Spitok Gompa : was built about 550 years ago by Gyalpo Bumlde, although one temple, dedicated to Mahakala was built about 900 years ago. Spitok gompa contains both old temples and those built in the 1970s. Ancient thankhas are preserved here, some having been taken from the Potala Palace and Lhasa after the Chinese invaded. The gompa also has a statue of Kali whose face is covered all year but displayed to the public for one day during Spitok's festival.
Some 125 yellow-hat sect lamas are considered Spitok lamas, but at least half of them live and pray at Spitok's dependent gompas at Sankar, Stok and Sabu. All the lamas gather at Spitok in mid-winter, on the 28th and 29th days of the 11th month of the Tibetan calendar for a major festival - the Spitok Gurstor, - when masked dances take place, ending with the sacrificial destruction of a cake. The festival is known as the Spitok Festival of the Sacrifice of the 29th Day.
The name Spitok is probably derived from the Central Tibetan language and means "Effective as an Example", referring to the fact that this was the Tibetans' first monastery in Ladakh. The head lama of Spitok is also the head Lama for Ladakh and represents Ladakh as a member of Parliament, spending much of his time in Delhi.

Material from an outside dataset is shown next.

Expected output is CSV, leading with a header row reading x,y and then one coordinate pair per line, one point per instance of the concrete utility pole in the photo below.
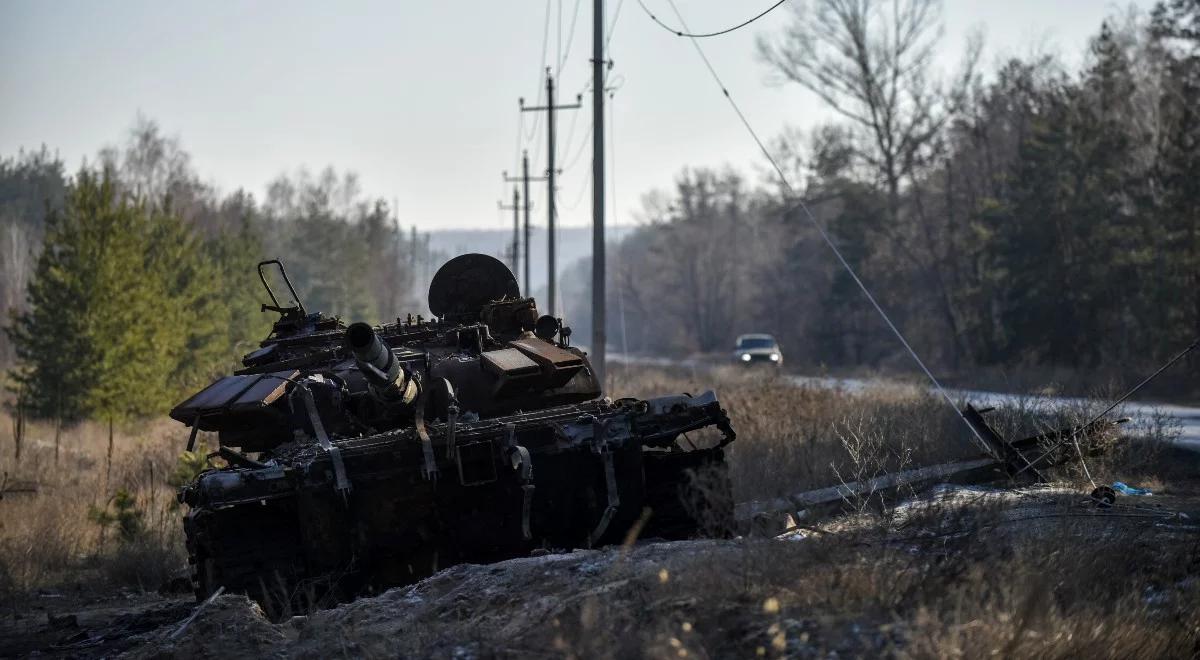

After ascending and descending several flights of stairs, one is in the main courtyard. It is here that Spitok's main festival takes place. Steep steps leading from the main courtyard approach the Dukhang or main temple. The walls both inside and outside the entryway have pictures of fierce protecting deities. Inside the Dukhang are five rows of low seats for the lamas and a high throne at the far end, reserved for the Dalai Lama, although he has only made one visit here since leaving Tibet in 1959. Behind the throne are manifestations of Lord Buddha. On both side walls of the Dukhang are the Buddhist canonical texts.
Beside the central throne doors lead to a low dark chapel behind. In a central position are images of Tsong-kha-pa, founder of the yellow-hat sect of Buddhism and his two chief disciples as well as an image of the Buddha. On the left is an image of Tara the Saviouress and consort of Avalokitesvara, and on the right are statues of previous head lamas.
From the main courtyard, one can reach another smaller courtyard which is in front of the Chikhang temple, another assembly hall similar to the Dukhang. This temple was built around 1960 and contains beautiful murals on all the walls. The room is dominated by a statue of Sakyamuni, the Historical Buddha. To the right of the Buddha is a statue of the Eleven-Headed Avalokitesvara, the "Lord of All He Surveys" and analogous to the Hindu god Shiva. A small room behind the Buddha statue is dedicated to a guardian divinity whose image remains covered all year, except for one day during the winter festival.
The new Chokhang temple is several levels above the Dukhang courtyard. It is here that funeral ceremonies take place. The central large statue in this temple is of Sakyamuni. To the left of the Buddha is a statue of Padme Sambhava, an 8th century Indian Buddhist scholar who translated the Buddhist texts into Tibetan from their original languages of Pali and Sanskrit. To the right is the goddess Tara. The temple also contains many thankhas, some quite new.
Diagonally opposite the Chokhang and on the same level is a small temple called Dolma Lokhang which is devoted to Tara (Dolma in Ladakhi). It has 21 beautiful statues of Tara, representing her different forms. The gilded clay figure on a horse represents the King of Ladakh, Shukdan. Next to temple is the head lama's private apartment.
The largest temple, standing above the other temples near the crest of the rocks, is called the Gonkhang. Although another name for this temple is Kali Mater, the temple is not dedicated to the Hindu goddess Kali, but rather to Mahakala, the fiercest Buddhist guardian divinity. Together with the image of Mahakala are the images of other fierce guardians: the "Six-Armed One" (a form of Mahakala), the "White Guardian", "the Brother and Sister", Khyitra on his dog and the Goddess on her horse. The last one is derived from the Hindu goddess Kali who entered the Buddhist pantheon of gods in a minor capacity. The images of Mahakala and the Six-Armed form of Mahakala are carved from black stone and are very old. In order to clearly see the images in this dimly lit temple, it is necessary to bring a very strong flashlight.